In Short:
– U.S. and Israeli strikes on Iran caused significant disruptions in global aviation, reducing Middle Eastern airspace access.
– Gulf airlines lost market share as Western carriers increased flights, but this shift may be temporary.
More than five weeks since U.S. and Israeli strikes on Iran began on February 28, the global aviation industry has faced severe disruptions.Middle Eastern airspace has been largely closed, grounding thousands of flights and giving Western and Turkish carriers a chance to capture a market traditionally dominated by Gulf airlines.
Market share shift
Emirates, Qatar Airways, and Etihad Airways have seen their operations severely impacted.
Qatar Airways is functioning at about 20 percent of pre-conflict capacity, while Etihad is operating at 50 percent less capacity.
Emirates has managed to recover to around 75 percent capacity after a recent drone strike affected operations.
Overall, approximately 1.7 million weekly seats have been removed from the region’s airline schedules.

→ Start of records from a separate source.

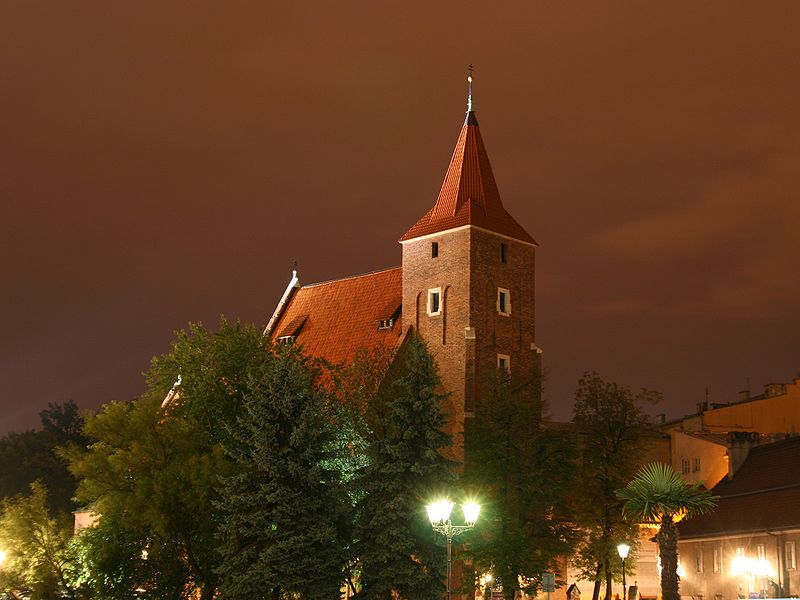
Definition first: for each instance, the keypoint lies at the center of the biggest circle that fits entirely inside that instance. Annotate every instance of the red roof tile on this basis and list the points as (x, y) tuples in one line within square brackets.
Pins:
[(763, 494), (338, 317), (469, 194)]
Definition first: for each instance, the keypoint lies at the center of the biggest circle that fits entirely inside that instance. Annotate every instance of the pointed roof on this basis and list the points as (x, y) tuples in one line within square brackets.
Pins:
[(469, 194)]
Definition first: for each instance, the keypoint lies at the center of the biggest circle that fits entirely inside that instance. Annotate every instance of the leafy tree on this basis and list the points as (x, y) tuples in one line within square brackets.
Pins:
[(522, 473), (151, 477), (658, 495), (396, 546), (611, 432), (284, 528), (153, 472), (33, 456), (37, 545)]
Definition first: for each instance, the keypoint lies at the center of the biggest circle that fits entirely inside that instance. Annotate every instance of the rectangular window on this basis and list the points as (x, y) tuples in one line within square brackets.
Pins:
[(504, 362), (503, 302), (761, 552), (435, 301)]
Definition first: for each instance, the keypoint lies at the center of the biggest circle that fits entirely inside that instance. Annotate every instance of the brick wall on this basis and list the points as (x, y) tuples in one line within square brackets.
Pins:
[(469, 334)]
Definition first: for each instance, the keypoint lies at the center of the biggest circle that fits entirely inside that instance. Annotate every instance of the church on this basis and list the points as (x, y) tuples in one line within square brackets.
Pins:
[(465, 285)]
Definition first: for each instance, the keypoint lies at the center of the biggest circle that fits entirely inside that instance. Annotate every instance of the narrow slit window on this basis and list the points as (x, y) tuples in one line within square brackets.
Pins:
[(503, 302), (504, 362), (434, 302)]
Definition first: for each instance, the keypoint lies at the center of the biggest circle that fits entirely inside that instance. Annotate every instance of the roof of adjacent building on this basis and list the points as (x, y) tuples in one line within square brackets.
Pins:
[(469, 194), (763, 494), (334, 319)]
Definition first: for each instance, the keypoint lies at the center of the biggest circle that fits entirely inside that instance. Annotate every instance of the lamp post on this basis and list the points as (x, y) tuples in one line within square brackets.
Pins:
[(623, 550), (439, 515)]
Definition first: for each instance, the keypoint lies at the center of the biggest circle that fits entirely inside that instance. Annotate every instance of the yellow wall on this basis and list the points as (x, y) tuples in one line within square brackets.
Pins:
[(778, 414), (713, 458)]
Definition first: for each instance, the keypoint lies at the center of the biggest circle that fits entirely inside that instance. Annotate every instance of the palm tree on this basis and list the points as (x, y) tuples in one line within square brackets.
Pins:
[(658, 495)]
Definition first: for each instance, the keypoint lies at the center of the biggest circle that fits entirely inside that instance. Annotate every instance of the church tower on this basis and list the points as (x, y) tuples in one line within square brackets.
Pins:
[(468, 281)]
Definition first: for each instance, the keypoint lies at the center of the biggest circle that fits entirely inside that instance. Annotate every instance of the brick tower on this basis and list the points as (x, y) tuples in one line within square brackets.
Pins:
[(468, 280)]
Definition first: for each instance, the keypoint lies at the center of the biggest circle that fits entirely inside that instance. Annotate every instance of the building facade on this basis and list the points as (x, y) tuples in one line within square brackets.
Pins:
[(466, 285)]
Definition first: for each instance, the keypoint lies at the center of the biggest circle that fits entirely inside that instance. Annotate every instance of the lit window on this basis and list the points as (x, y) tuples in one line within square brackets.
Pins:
[(718, 560), (761, 552), (504, 362), (435, 301), (503, 302)]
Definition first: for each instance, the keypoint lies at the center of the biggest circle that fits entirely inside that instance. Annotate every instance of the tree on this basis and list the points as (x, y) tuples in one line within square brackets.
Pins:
[(658, 495), (522, 473), (611, 433), (399, 555), (34, 456), (154, 472), (37, 546), (285, 514)]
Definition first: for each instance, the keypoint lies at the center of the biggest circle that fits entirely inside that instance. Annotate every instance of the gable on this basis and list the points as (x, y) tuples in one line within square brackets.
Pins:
[(334, 319)]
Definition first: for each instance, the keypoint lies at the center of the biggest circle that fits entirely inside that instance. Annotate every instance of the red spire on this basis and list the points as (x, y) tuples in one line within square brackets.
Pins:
[(469, 193)]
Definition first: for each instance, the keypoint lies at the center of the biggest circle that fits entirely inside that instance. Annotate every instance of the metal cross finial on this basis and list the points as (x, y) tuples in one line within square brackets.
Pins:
[(470, 68)]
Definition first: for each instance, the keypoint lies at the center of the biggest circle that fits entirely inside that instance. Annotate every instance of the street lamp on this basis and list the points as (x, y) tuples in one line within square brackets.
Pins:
[(623, 550), (439, 515)]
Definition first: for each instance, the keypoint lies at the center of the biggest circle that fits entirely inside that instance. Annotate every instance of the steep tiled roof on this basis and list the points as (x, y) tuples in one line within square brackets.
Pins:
[(335, 318), (763, 494), (469, 193)]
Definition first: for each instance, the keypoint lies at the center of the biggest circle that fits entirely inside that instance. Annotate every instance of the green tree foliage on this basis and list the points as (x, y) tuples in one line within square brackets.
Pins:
[(152, 473), (522, 473), (396, 546), (38, 557), (285, 513), (33, 456), (658, 495), (612, 432)]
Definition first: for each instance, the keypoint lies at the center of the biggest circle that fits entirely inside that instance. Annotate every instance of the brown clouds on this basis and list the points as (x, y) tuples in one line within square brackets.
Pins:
[(168, 161)]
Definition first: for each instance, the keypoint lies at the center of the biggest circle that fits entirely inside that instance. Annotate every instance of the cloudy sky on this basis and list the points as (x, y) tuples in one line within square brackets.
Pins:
[(164, 162)]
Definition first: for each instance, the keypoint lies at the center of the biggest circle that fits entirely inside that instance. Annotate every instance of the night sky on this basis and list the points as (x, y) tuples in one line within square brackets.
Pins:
[(166, 162)]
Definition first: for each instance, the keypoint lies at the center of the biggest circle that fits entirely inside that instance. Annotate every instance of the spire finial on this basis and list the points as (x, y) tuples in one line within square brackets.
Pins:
[(470, 68)]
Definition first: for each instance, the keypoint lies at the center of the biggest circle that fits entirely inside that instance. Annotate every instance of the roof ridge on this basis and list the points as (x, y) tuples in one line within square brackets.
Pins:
[(330, 281)]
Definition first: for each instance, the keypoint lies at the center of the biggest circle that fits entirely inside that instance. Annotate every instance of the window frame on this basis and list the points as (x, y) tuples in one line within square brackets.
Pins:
[(718, 559), (507, 293), (431, 293), (507, 359)]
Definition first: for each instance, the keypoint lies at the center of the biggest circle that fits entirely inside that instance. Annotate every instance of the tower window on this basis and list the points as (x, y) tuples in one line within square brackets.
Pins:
[(435, 301), (504, 362), (503, 302)]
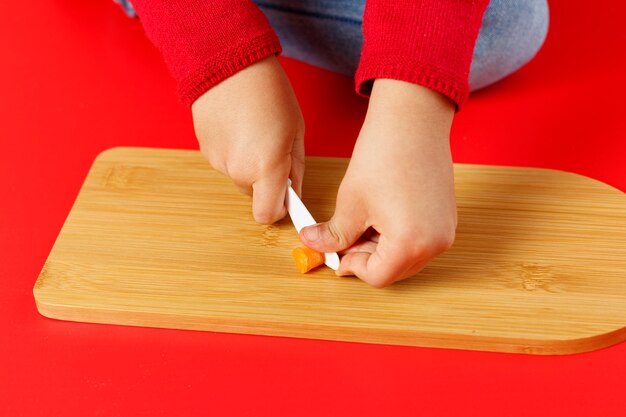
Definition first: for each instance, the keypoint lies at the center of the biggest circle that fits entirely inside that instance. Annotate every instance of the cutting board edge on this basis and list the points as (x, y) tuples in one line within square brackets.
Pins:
[(329, 333), (122, 150)]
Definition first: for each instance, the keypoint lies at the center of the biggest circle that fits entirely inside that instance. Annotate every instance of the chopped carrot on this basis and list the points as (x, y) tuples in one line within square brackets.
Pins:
[(307, 258)]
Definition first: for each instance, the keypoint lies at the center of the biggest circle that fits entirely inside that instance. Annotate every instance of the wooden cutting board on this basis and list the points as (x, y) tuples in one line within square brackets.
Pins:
[(157, 238)]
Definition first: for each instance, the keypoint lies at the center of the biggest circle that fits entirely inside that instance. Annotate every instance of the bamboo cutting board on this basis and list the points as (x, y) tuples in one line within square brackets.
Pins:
[(157, 238)]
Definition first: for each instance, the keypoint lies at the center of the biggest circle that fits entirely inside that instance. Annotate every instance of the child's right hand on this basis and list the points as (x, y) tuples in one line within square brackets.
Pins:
[(250, 128)]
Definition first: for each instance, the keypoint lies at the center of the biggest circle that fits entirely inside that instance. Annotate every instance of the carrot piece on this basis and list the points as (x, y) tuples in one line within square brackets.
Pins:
[(307, 258)]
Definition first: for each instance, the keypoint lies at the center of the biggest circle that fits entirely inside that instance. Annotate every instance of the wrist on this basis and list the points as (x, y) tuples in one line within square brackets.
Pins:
[(422, 105)]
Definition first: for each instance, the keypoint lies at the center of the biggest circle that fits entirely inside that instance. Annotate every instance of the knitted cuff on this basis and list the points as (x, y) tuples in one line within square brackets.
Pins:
[(426, 42)]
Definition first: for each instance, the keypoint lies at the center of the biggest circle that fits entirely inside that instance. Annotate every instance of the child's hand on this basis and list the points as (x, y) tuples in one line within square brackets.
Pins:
[(396, 208), (250, 128)]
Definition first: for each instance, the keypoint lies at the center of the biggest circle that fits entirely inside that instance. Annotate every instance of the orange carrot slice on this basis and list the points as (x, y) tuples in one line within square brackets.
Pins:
[(307, 258)]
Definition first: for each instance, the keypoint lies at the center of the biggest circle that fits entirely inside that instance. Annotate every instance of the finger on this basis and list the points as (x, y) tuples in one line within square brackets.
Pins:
[(335, 235), (297, 165), (268, 199), (361, 245), (386, 265)]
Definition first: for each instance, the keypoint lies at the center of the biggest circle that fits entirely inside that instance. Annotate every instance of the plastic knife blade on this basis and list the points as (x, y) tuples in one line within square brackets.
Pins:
[(301, 217)]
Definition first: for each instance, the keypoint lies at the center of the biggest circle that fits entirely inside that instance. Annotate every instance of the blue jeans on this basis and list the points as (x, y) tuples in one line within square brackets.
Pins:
[(327, 34)]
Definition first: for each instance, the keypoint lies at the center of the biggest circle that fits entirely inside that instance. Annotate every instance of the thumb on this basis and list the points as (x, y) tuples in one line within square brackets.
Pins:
[(335, 235)]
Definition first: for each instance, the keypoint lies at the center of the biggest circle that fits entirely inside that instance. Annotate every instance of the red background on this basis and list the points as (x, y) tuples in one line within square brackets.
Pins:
[(79, 77)]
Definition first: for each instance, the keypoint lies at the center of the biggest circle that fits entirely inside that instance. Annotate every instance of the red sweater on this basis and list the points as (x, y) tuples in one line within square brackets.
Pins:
[(426, 42)]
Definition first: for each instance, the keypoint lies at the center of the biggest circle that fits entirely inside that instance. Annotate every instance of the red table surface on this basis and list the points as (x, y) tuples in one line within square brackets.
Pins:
[(79, 77)]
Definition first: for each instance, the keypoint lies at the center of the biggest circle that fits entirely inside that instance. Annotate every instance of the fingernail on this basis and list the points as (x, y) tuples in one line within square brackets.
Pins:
[(311, 233)]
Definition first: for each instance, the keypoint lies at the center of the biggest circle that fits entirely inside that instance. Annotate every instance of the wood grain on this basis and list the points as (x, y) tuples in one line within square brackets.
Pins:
[(157, 238)]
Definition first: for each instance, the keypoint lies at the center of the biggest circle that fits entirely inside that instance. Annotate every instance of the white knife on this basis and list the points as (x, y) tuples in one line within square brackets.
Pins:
[(301, 217)]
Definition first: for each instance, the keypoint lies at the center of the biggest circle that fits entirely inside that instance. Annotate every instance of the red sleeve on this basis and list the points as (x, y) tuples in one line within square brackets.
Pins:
[(426, 42), (205, 42)]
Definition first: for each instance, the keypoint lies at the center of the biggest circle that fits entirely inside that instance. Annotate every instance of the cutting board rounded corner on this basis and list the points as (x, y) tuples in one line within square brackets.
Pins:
[(519, 273)]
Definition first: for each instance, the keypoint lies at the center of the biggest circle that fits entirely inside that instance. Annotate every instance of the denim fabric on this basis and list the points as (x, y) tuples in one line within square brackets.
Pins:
[(327, 33)]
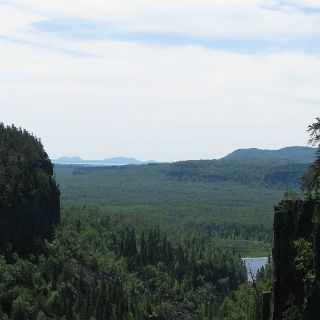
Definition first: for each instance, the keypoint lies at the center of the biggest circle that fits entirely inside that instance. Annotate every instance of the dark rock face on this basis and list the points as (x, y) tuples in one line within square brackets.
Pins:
[(295, 295), (29, 196)]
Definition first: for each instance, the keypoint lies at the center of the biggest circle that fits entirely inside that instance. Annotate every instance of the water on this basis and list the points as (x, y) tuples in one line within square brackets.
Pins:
[(254, 264)]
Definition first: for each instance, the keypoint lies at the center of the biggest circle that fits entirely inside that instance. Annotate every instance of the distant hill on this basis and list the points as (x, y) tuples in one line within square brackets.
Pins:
[(115, 161), (289, 154)]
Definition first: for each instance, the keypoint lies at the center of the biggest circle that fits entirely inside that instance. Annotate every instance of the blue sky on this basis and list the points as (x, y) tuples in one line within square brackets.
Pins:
[(165, 80)]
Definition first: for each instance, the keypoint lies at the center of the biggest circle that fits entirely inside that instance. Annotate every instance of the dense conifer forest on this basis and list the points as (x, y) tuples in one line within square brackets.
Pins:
[(157, 241)]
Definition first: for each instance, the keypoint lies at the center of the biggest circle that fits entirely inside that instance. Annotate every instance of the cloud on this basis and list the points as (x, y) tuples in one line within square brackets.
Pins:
[(159, 79)]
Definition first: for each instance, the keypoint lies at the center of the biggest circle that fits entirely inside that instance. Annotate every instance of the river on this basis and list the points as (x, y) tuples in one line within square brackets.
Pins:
[(254, 264)]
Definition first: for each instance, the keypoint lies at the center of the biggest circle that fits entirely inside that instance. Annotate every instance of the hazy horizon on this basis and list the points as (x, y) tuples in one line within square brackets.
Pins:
[(169, 80)]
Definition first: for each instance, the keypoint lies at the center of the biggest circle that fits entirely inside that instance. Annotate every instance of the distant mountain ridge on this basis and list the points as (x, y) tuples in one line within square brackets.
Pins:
[(294, 154), (114, 161)]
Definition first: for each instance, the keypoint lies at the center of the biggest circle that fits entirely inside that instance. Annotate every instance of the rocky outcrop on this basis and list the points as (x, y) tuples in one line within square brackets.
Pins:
[(296, 258)]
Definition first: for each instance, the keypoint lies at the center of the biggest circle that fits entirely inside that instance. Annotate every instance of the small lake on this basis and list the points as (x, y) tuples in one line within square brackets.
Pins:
[(254, 264)]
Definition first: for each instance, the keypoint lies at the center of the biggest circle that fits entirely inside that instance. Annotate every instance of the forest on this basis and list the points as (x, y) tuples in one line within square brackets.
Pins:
[(155, 241)]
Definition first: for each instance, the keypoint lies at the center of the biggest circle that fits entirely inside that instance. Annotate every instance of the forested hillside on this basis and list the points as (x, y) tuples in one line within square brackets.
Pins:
[(230, 203), (288, 154), (96, 265), (29, 197)]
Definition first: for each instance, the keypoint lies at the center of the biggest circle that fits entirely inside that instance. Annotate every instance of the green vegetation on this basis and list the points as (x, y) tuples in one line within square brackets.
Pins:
[(228, 203), (157, 241), (29, 197), (98, 268)]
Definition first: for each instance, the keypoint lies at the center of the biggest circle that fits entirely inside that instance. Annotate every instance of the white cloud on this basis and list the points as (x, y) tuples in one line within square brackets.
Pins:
[(103, 98)]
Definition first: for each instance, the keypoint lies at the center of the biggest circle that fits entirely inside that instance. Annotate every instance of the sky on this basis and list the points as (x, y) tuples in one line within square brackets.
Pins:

Airspace restrictions over several countries, including Iran and Iraq, force airlines to use longer flight paths, raising operational costs.
Jet fuel prices have surged nearly 100 percent as Iran has tightened control over the Strait of Hormuz, with potential shortages predicted at some Asian airports.
Western carriers have responded by adding 677 flights to Asia since the conflict began.
Lufthansa, British Airways, and Air France-KLM have redirected some aircraft to new destinations, capitalising on the current circumstances.
British Airways has increased services to Bangkok, while United Airlines and Delta Air Lines have raised their long-haul capacity.
Temporary disruptions
Analysts indicate this shift may not last.
Gulf airlines are likely to regain their market position once operations stabilise.
Experts warn that European carriers may only have a brief period to capitalise on increased demand and higher prices.